Children and adults who are emotionally secure are :

  • more creative
  • tend to share more
  • show initiative
  • are good at symbolic thinking, which fuels imagination and ideas.

Acceptance
We all have pet hates. If we set boundaries around these behaviours or situations, we allow ourselves to be more accepting of others. For example, if it annoys me when people chew gum while they’re speaking to me, I can express this to them. I use ‘I’ statements to avoid casting blame. For example, “I feel distracted and agitated when a person chews gum while speaking to me.” The person then does not feel under personal attack. They simply know that you would prefer if they would respect this preference. Then when they avoid chewing in front of you, you are able to share a far better relationship.
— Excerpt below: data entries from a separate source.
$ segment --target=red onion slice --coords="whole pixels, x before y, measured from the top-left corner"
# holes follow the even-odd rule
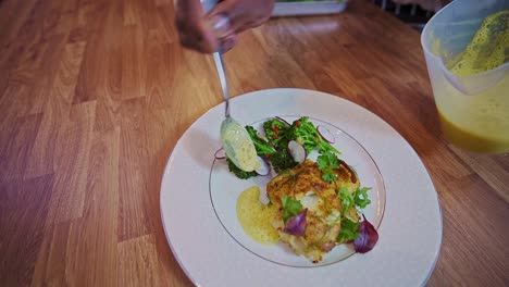
[[[328,130],[328,128],[319,125],[316,127],[316,130],[319,132],[320,136],[322,136],[323,139],[325,139],[328,144],[334,144],[336,142],[336,139],[334,138],[334,135]]]
[[[258,157],[258,162],[260,162],[260,169],[254,171],[258,175],[263,176],[271,173],[271,166],[269,165],[269,163],[265,162],[265,160],[263,160],[263,158]]]
[[[291,216],[286,221],[284,232],[294,235],[294,236],[302,236],[306,232],[306,214],[308,214],[308,209],[305,209],[299,214]]]
[[[284,123],[285,125],[287,125],[287,126],[290,126],[290,125],[291,125],[290,123],[288,123],[288,121],[286,121],[285,118],[283,118],[283,117],[281,117],[281,116],[277,116],[277,115],[276,115],[276,116],[274,116],[274,117],[277,118],[277,120],[280,120],[281,122],[283,122],[283,123]]]
[[[214,153],[214,158],[216,160],[223,160],[223,159],[226,159],[226,152],[224,151],[223,148],[219,149],[215,153]]]
[[[365,219],[364,214],[362,214],[362,219],[364,220],[360,222],[359,229],[357,229],[360,235],[353,240],[356,252],[359,253],[370,251],[378,241],[378,233],[375,227]]]
[[[288,150],[294,158],[294,161],[297,163],[303,163],[308,157],[306,149],[295,140],[290,140],[290,142],[288,142]]]

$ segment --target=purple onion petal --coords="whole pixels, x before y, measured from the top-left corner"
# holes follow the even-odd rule
[[[286,221],[284,232],[294,235],[294,236],[302,236],[306,232],[306,214],[308,213],[308,209],[305,209],[299,214],[289,217]]]
[[[274,117],[275,117],[276,120],[280,120],[280,122],[283,122],[283,123],[286,124],[287,126],[290,126],[290,125],[291,125],[290,123],[288,123],[288,121],[286,121],[285,118],[283,118],[283,117],[281,117],[281,116],[278,116],[278,115],[276,115],[276,116],[274,116]]]
[[[378,241],[378,233],[373,224],[365,219],[364,214],[362,214],[362,219],[364,220],[360,222],[359,229],[357,230],[360,235],[353,240],[356,252],[359,253],[370,251],[376,245],[376,241]]]

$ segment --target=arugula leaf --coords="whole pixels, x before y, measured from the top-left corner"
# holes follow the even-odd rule
[[[283,203],[283,221],[285,223],[289,217],[299,214],[302,210],[302,204],[300,204],[300,201],[293,197],[284,196],[281,201]]]
[[[347,242],[357,239],[360,234],[357,232],[359,229],[359,223],[351,221],[347,217],[344,217],[342,221],[342,230],[337,236],[337,242]]]
[[[337,192],[337,198],[339,198],[339,200],[342,201],[343,214],[349,211],[356,202],[353,195],[351,195],[350,191],[348,191],[348,188],[346,188],[346,186],[339,187],[339,191]]]
[[[322,171],[322,178],[327,183],[335,182],[337,174],[333,172],[334,169],[339,167],[339,159],[332,151],[322,151],[316,158],[319,169]]]
[[[371,187],[363,187],[361,189],[357,189],[356,192],[353,192],[353,201],[360,209],[364,209],[368,207],[368,204],[371,203],[371,200],[368,198],[368,191],[370,190]]]

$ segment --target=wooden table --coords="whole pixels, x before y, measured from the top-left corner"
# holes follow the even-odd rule
[[[171,0],[1,2],[1,286],[191,285],[159,188],[176,140],[222,99],[211,57],[181,48],[173,17]],[[439,194],[429,285],[509,285],[509,157],[440,136],[417,32],[358,0],[336,16],[272,20],[226,62],[233,95],[315,89],[393,125]]]

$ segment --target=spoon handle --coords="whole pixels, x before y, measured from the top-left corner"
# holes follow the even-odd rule
[[[215,67],[218,68],[218,75],[221,82],[221,88],[223,89],[224,97],[224,116],[229,117],[229,92],[228,92],[228,82],[226,79],[226,73],[224,71],[224,62],[221,49],[218,52],[213,53]]]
Boundaries benefit children

Children feel safe and secure when their parents provide clear, consistent and fair boundaries.

Boundaries help to:

  • Develop the child’s self-control. Your child is not controlled by your constant saying “Don’t do that”. He hears the rules and learns to respect them, with time. He becomes responsible as he has a choice of whether to stay within the boundaries, or cross the line and face the consequences.
  • Prevent unnecessary guilt. If you allow your child to treat you in an unpleasant way, for example, pulling your hair or smacking you in the face, then you run the risk of them feeling guilty afterwards. Children are egocentric. They believe that what happens in their world is because of them. If they see that you are upset, they will often link their behaviour to your being upset.
  • Keep your child grounded. Limits help your child to bring fantasy into reality.

How to set the boundaries

  • Recognise that you have a choice, and that saying ‘no’ is an option. To make the right choice, ask yourself if saying yes will build your priorities in life or steal from them. Only say ‘yes’ to what is in line with your purpose in life.
  • Protect your core, your integrity. Be truthful and authentic so that you can reduce resentment in your life. Ask directly for what you need.
  • Express your needs and preferences. Don’t expect others to know your expectations or preferences if you don’t express them. Express them in simple, clear, concise language.
  • Respect your need to rest. Often ‘doing nothing’ appears that you have no ‘good’ reason to say no. Yet rest is vital to maintain constant good health and performance in life. It is a necessity, not an option.
  • Refrain from saying, “Sorry” when you choose to say ‘no’. We apologise for wrongdoings. Making a choice not to do something is not wrong, it’s living-giving. It enables us to manage our priorities.
  • Give yourself time. Say, “I’ll come back to you.” Give thought to your decisions. They will cost you time and energy, so choose with care.

Set the boundaries. Say, no to requests that compromise you, so that you can action your yesses. Put first things first in your life, and be fulfilled.